= Paleo-Arctic tradition =

Tradition of earliest humans in North American Arctic

The Paleo-Arctic Tradition is the name given by archaeologists to the cultural tradition of the earliest well-documented human occupants of the North American Arctic, which date from the period 8000-5000 BC. The tradition covers Alaska, and expands far into the east, west, and the Southwest Yukon Territory of Canada.

The Upward Sun River site, a Late Pleistocene archaeological site associated with the Paleo-Arctic Tradition, located in the Tanana Valley, Alaska has now been dated to around 11,500 BP. Upward Sun River is the site of the oldest human remains discovered on the American side of Beringia.

Around 8000 BC, Alaska was still connected to Siberia with the landbridge, located in the current Bering Strait. People who inhabited this region in Alaska were of the Dyuktai tradition, originally located in Siberia. Eventually, the Dyuktai changed into the Sumnagin culture, a hunting/fishing group, whose culture was defined by possessing a new technology. Other cultures flourished as well, all being placed under the general category of the Paleo-Arctic tradition.

"The Paleo-Arctic tradition is still a shadowy entity, a patchwork of local Early Holocene cultural traditions that flourished over an enormous area of extreme northwestern North America for at least 4000 years, and longer in many places.
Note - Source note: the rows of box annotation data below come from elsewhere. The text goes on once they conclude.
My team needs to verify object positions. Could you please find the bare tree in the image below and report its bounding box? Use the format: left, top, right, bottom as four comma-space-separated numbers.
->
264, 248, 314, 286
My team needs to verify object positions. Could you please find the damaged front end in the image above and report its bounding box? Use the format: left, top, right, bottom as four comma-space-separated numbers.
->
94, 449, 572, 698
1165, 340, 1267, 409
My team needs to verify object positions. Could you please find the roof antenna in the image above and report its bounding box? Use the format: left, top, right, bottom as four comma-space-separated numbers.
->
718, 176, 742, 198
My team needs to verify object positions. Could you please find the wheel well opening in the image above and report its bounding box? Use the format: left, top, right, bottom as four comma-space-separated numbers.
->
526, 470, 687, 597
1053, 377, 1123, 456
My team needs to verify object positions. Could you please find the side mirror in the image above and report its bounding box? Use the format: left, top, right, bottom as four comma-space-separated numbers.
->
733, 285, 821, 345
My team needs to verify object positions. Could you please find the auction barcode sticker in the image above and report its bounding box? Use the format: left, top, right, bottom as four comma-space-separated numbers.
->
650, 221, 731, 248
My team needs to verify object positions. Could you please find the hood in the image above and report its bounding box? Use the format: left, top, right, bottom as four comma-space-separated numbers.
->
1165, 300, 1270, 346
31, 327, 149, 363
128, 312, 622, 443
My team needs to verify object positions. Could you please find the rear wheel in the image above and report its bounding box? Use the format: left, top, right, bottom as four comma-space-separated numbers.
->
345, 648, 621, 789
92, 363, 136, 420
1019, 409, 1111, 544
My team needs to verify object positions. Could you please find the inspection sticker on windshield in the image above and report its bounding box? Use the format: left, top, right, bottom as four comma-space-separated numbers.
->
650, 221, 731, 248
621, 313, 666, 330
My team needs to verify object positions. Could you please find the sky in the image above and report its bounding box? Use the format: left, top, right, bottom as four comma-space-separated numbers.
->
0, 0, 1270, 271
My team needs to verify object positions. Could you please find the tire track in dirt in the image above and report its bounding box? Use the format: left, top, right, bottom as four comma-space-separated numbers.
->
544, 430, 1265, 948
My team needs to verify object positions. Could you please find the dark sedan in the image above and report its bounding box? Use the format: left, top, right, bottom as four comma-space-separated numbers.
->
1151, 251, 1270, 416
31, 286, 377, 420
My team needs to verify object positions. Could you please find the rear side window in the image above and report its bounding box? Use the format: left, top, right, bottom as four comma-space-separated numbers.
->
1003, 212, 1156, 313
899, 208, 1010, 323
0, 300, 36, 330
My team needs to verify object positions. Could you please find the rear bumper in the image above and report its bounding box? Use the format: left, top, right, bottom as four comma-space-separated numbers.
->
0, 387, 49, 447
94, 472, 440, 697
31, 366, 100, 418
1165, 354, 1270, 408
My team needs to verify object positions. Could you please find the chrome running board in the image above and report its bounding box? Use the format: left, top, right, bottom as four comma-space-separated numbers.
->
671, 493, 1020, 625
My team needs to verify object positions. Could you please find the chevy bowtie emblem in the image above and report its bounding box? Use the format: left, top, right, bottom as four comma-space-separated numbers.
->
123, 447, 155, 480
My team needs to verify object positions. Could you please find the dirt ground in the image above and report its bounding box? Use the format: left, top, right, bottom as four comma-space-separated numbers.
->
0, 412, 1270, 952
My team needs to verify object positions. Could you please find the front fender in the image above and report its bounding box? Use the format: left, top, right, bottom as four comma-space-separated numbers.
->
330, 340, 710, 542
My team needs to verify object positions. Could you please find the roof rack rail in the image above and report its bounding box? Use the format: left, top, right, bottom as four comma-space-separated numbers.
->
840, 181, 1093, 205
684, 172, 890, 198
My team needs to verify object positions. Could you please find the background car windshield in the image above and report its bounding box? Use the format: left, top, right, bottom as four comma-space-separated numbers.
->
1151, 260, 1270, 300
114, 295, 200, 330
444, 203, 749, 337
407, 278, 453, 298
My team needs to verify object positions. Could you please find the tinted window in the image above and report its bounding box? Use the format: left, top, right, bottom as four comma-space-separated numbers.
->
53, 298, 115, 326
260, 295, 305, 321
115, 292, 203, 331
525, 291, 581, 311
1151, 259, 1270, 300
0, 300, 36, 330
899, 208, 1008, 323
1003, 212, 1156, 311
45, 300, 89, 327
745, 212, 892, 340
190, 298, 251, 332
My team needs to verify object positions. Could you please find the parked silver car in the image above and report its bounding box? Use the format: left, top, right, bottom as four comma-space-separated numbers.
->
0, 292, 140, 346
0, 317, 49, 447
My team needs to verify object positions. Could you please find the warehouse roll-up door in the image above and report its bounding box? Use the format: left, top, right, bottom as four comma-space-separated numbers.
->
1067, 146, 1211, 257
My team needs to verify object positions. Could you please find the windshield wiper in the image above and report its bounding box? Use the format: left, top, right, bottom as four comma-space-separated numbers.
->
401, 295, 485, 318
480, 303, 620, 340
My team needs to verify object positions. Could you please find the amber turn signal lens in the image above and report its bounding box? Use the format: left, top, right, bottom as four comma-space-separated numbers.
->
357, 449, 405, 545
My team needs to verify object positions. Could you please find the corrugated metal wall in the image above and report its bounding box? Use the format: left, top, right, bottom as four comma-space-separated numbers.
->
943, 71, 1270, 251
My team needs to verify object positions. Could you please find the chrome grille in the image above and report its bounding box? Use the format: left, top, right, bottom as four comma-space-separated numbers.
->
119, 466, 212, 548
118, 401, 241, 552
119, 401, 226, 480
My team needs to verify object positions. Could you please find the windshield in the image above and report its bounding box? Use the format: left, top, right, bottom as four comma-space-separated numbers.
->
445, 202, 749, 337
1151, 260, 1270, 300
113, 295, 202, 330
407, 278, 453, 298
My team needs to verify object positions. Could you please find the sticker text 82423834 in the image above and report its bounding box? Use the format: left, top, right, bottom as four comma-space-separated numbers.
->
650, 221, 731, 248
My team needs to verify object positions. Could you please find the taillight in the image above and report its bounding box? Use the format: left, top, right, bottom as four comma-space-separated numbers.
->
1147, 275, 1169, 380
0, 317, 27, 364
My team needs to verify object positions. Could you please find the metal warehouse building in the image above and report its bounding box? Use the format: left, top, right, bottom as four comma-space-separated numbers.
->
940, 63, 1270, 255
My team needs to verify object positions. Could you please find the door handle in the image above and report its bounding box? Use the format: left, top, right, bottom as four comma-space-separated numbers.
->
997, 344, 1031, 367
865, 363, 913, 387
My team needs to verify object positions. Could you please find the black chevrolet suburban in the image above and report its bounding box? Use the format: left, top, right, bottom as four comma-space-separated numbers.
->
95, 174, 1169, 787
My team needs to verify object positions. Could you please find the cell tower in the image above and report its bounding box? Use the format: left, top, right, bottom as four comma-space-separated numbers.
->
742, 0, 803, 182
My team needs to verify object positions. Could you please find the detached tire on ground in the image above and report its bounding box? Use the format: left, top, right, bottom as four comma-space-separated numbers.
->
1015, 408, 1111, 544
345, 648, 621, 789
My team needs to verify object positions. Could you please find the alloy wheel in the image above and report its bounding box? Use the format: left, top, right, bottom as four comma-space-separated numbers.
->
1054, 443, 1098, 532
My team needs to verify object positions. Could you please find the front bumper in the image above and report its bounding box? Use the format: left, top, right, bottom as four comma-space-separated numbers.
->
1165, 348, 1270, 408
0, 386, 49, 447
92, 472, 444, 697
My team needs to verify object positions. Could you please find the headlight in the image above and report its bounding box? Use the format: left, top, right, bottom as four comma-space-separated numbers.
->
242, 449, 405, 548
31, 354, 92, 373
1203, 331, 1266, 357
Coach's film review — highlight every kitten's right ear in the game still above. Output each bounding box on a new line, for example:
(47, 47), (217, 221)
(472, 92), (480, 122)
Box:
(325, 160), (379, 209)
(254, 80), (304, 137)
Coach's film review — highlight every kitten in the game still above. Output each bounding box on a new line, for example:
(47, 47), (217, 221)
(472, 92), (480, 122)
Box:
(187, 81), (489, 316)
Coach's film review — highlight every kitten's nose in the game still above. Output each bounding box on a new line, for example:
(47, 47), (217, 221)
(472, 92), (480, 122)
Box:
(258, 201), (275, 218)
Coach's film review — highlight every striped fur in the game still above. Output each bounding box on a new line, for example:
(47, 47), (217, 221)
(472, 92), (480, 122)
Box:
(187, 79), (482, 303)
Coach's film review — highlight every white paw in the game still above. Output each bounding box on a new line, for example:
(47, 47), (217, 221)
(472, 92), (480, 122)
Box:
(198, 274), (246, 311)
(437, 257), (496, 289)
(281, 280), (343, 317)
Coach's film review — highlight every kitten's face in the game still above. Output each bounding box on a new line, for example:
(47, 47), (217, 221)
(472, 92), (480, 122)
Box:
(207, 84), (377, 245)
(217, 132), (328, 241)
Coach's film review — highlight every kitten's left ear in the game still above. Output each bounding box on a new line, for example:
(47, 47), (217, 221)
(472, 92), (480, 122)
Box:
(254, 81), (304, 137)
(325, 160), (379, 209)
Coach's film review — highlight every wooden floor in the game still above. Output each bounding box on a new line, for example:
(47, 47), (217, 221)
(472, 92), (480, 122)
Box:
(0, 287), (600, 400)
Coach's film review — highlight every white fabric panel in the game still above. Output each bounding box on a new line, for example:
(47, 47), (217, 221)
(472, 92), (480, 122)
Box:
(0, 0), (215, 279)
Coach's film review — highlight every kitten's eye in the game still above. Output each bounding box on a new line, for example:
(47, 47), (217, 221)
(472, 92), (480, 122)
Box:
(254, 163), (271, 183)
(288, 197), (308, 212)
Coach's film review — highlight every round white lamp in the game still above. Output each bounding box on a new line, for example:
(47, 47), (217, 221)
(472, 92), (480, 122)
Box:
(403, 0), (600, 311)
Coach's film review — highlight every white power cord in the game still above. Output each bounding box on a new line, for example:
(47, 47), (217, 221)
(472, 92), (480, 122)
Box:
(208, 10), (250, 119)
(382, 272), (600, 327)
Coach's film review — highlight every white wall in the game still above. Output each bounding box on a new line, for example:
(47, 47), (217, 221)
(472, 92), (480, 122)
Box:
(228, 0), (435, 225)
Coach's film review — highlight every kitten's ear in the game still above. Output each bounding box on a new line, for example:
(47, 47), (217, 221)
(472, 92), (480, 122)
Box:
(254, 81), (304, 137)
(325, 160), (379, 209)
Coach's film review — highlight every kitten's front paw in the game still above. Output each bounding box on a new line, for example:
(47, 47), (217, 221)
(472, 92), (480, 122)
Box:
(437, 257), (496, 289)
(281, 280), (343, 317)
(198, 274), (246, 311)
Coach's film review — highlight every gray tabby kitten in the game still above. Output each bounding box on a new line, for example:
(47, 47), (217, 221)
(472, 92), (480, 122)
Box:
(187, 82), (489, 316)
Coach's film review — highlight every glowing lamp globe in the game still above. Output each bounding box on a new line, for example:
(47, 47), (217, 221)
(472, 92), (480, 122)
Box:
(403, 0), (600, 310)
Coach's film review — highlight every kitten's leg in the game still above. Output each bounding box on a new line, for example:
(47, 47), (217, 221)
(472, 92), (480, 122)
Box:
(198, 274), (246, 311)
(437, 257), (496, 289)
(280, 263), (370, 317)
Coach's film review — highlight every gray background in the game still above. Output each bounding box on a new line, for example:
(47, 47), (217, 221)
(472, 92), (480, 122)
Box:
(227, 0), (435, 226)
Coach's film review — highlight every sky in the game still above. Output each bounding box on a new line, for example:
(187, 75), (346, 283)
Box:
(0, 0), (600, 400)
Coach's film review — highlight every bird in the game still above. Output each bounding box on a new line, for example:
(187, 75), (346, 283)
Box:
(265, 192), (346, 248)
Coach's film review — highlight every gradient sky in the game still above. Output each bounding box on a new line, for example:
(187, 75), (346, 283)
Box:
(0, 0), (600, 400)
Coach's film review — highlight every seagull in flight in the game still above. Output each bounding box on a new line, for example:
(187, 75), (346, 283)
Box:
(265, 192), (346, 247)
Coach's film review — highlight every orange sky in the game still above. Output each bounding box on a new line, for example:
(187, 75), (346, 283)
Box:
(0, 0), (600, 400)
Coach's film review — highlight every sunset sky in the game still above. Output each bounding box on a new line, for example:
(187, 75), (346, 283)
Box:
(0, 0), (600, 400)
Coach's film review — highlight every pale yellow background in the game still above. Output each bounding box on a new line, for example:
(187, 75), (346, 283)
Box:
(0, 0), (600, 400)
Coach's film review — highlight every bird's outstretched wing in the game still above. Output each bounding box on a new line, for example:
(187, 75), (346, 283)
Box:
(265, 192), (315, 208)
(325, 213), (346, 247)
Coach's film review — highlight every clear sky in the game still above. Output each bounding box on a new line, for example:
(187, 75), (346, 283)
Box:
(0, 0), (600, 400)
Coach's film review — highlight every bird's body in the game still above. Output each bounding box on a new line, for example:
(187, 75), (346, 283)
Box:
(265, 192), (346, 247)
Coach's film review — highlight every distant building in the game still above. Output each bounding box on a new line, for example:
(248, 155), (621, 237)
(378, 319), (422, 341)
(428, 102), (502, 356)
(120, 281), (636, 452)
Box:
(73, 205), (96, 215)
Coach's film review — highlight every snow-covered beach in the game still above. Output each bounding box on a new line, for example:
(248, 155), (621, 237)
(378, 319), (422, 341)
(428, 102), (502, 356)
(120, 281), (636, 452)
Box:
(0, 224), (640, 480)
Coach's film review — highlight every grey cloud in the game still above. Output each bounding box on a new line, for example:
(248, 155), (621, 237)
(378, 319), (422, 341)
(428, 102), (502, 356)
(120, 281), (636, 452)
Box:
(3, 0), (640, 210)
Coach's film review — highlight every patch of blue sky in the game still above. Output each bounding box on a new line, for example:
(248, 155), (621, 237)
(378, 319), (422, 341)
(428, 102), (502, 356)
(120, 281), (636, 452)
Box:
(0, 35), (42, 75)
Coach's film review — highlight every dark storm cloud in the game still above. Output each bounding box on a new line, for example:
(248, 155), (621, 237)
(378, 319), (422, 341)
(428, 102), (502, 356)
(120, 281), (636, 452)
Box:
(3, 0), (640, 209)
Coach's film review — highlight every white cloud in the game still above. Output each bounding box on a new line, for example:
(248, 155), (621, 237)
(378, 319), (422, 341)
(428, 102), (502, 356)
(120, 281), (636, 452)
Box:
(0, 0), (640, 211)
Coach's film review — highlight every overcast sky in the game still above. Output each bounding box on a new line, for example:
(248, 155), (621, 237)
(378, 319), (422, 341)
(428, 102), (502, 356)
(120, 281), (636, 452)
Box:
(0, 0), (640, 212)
Other terms such as the Northwest Microblade tradition, Denali Complex, and Beringian tradition have been used to describe these same general adaptations, but Paleo-Arctic is the most appropriate because it is the kind of general label that reflects a great variety of different human adaptations during a period of increasing environmental diversity and change".

The Paleo-Arctic is mostly known for lithic remains (stone technology). Some artifacts found include microblades, small wedge-shaped cores, some leaf-shaped bifaces, scrapers, and graving tools. The microblades were used as hunting weapons and were mounted in wood, antler, or bone points. Paleo-Arctic stone specialists also created bifaces that were used as tools and as cores for the production of large artifact blanks. Little evidence remains of the culture's settlement patterns, because many of the settlements were inundated by the rising sea levels of the Holocene; however, remains of stone tools were discovered, giving indirect evidence of settlement sites.

== Nenana Complex ==
The Nenana Complex is the oldest part of the Paleo-Arctic Tradition. This unique cultural complex has only ever been documented on cobble bedrock beneath every soil horizon, all of which were deposited after the Last Glacial Maximum. This means archeologists cannot reliably discern the context of this complex as either the original soil horizon layers on which they may have been deposited eroded away during the katabatic winds of the Last Glacial Maximum in this region, or these artifacts were deposited sometime during or just after the Last Glacial Maximum. The lack of context means this cultural complex cannot and has never been reliably dated. Despite decades of various archeologists attempting to use geology to locate soil horizons undisturbed by the Last Glacial Maximum to locate the Nenana Culture, it has yet to be discovered in situ.

The implications of this complex possibly predating the Last Glacial Maximum would make it the oldest human cultural complex in the Western Hemisphere. However, how old cannot be determined. It is more likely this complex predates the Last Glacial Maximum as the likelihood of these artifacts being deposited during or after the Last Glacial Maximum, yet before soils began to be redeposited, is less likely than that they were deposited before as the climate in those date ranges would have been uninhabitable.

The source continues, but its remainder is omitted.